Common name: Birch, Silver Birch
Latin name: Betula pendula
Habitat: Silver birch is distributed throughout Europe and Asia minor. Grows on dry and sandy soils.
Description: Deciduous, medium-sized tree (grows up to 25 meters in height). Young trees have reddish-brown bark, which turns silvery-white as they mature. Diamond shaped black marks appear at the bark’s base. Leaves are triangular, double-toothed along the margins, pointed at the top. Flowers are grouped into catkins, produced before leaves, in early spring. Small, winged seeds ripen in August.
Parts used: Leaves, bark, sap
Useful components: Flavonoid glycosides, methyl esters, phenylpropanoids, steroidal saponins, methylsalicylate and resin.

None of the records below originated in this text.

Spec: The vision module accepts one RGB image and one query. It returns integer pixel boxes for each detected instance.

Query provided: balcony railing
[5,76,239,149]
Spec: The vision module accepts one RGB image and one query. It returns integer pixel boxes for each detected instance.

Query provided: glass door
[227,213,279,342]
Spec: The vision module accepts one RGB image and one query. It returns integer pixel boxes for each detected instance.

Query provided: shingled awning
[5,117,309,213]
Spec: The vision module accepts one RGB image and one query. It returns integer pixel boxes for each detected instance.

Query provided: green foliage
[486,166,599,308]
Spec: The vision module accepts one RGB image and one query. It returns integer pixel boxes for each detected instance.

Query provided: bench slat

Medicinal use: The plant is a strong diuretic and laxative. Generally it is considered useful in reducing inflammation, increasing perspiration, and relieveing pain. Used internally, Birch has shown to be very helpful in treatment of arteriosclerosis, arthritis, cystitis, fevers, gout, rheumatism, and kidney stones. External use is helpful in cases of psoriasis and eczema. Silver birch’s sap has strong astringent properties, increasing elasticity of the skin.
Safety: Some herbs could react with certain medication. Therefore, it is advisable to consult your doctor before consumption of any herb.